Initially, Gobshite Quarterly was published in standard newsstand magazine format from 2002 to 2004; in 2006 the magazine became a double issue CD-ROM. With the collapse of magazine distribution from 2006 through 2008, and closure of bookstore chains Tower Books and Borders, Gobshite Quarterly transitioned to the internet for a few years. In December 2011 and again in March 2012, a winter/spring 2012 issue #12 was published in collaboration with Publication Studio/Portland. Since 2013, Gobshite Quarterly has published two double issues per year, globally distributed through Ingram Spark in a 9"×6", print on demand, perfect bound, flip-book format. The magazine's Portland offices were originally at NE 14th and Prescott. In 2003 the offices moved to NE Roth St.

== Awards ==
In December 2003, Gobshite Quarterly was awarded a Literary Arts Publisher’s Fellowship, and a small grant from the Oregon chapter of the National Writers Union soon after. In 2010, Gobshite Quarterly also received grants from the Frankfurt Book Fair and the Argentine Ministry of Culture. In 2014, Gobshite Quarterly received a grant from MESO (Micro Enterprise Services of Oregon). In 2016, Gobshite Quarterly received travel grants from the Lithuanian and Croatian Ministries of Culture

In November 2016, McAuliffe's poem "Crucifix 1" appeared in the Yoko Ono installation Arising at the Reykjavik Art Museum.

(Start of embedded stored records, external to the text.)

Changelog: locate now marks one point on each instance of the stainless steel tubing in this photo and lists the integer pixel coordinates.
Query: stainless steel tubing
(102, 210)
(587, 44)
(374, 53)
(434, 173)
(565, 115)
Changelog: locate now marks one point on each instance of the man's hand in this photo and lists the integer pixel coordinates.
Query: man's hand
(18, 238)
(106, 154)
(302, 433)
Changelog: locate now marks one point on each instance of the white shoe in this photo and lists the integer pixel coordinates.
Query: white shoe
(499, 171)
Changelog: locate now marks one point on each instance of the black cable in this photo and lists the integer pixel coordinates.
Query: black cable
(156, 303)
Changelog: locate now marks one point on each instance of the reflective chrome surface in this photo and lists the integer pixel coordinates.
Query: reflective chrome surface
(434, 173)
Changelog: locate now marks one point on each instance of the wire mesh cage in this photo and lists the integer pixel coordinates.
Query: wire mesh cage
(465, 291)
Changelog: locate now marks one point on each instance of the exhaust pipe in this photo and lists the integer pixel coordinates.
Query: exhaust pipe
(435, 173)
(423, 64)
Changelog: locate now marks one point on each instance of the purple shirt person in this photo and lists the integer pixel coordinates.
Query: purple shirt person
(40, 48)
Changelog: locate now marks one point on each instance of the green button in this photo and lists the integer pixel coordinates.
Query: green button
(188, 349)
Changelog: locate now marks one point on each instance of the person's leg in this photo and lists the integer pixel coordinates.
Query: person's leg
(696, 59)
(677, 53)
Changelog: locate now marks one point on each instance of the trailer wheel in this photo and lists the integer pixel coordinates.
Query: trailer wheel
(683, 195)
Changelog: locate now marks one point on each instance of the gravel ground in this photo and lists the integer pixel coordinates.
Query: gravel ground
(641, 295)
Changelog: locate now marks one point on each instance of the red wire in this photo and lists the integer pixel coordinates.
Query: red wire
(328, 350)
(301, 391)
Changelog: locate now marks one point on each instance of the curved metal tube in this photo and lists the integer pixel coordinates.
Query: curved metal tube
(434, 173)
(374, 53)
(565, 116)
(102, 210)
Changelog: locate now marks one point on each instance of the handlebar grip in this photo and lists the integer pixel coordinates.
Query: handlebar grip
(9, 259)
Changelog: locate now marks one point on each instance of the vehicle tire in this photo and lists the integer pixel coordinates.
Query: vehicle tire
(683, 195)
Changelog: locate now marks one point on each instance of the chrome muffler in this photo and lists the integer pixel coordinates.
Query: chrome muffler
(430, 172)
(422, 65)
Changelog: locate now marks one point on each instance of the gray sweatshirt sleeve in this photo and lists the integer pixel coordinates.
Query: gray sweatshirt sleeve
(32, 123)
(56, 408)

== GobQ/Reprobate Books ==
In 2008 Soft Skull Press and Gobshite Quarterly co-published R.V. Branham’s Curse & Berate in 69+ Languages, a 90-language dictionary of insults. Described by Willamette Week as "overflowing with invectives, curses and blasphemous belittlings, the book is more than a resource guide for becoming a multilingual potty mouth." In 2010 GobQ Books (later Reprobate/GobQ Books) published a bilingual, en face edition of El Gato Eficaz (Deathcats), an early magical realist novel by Luisa Valenzuela. This is the only complete English language translation of this title. Deathcats has been followed by a number of other titles by Gobshite Quarterly contributors. Most recently GobQ has begun to produce very small chapbooks of poetry and nonfiction by contributors or others, either completely in English or with parallel text in one or more languages.

In 2011 GobQ partnered with Portland's Publication Studio (founded by Matthew Stadler and Patricia No) to publish Golems Waiting Redux, a limited edition artist’s book about the disfigurement and destruction of Portland artist Daniel Duford's 2002 experimental installation of large clay golem sculptures. In 2012, Gobshite again partnered with Publication Studio to return to print with its 12th issue.

Since 2013 McAuliffe has edited several poetry collections for Reprobate/GobQ Books, as assistant editor for the collection by Holbrook Award-winning Portland poet Douglas Spangle, and as principal editor for collections by Pascall Prize-winning Australian poet, journalist and critic Mark Mordue, Portland poet Michael Shay, and South Australian Red Earth Poetry Prize-winner Judith Steele.